Cette annonce est irréalisable, car il faudrait pour cela modifier un nombre important de lois, donc passer par une assemblée nationale où le gouvernement ne contrôle pas grand chose.

Il existe effectivement un débat en ce moment (avec une commission d’enquête au Sénat) sur le développement, que certains jugent anarchique et problématique, des agences et opérateurs de l’Etat. On parle ici de structures relevant du droit public, qui disposent d’une autonomie juridique, afin de mener à bien des missions publiques, relevant clairement de la sphère de compétence de l’Etat. Il y en a de toutes les tailles, certaines ayant des centaines de salariés et plusieurs centaines de millions d’euros de budget, d’autres n’ayant qu’une taille réduite et une fonction très ciblée.

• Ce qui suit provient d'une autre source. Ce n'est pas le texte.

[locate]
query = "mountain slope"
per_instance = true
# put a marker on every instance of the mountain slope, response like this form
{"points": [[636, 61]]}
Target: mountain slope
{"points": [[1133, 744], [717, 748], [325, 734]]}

Le choix de passer par ce mécanisme présente des avantages. Il permet, par l’autonomie juridique, d’avoir une chaine de décision claire et efficace. La structure connait ses missions (en général ciblées) et a un patron identifié (son président ou son directeur général), ce qui facilite la réactivité et la responsabilisation. Cela permet aussi, via un conseil d’administration, d’associer plus ou moins des « parties prenantes » non étatiques (collectivités locales, ONG, syndicats…) à la définition des objectifs et à l’évaluation de l’action du « patron ». C’est par exemple le cas de l’Agence nationale de cohésion des territoires (ANCT) chargée d’animer l’aménagement du territoire (comprenez « du fin fond de la province ») dont le conseil d’administration comprend beaucoup d’élus locaux. Autre exemple, celui de l’Agence nationale des fréquences, qui regroupe dans son conseil d’administration toutes les catégories de bénéficiaires de ces fréquences hertziennes (Télécoms, militaires, audiovisuel…). A chaque fois, bien évidemment, il y a des représentants de l’Etat au sein du conseil d’administration, et le « patron » est désigné par le gouvernement. Pour les plus importantes, cette nomination passe souvent par une audition devant le Parlement.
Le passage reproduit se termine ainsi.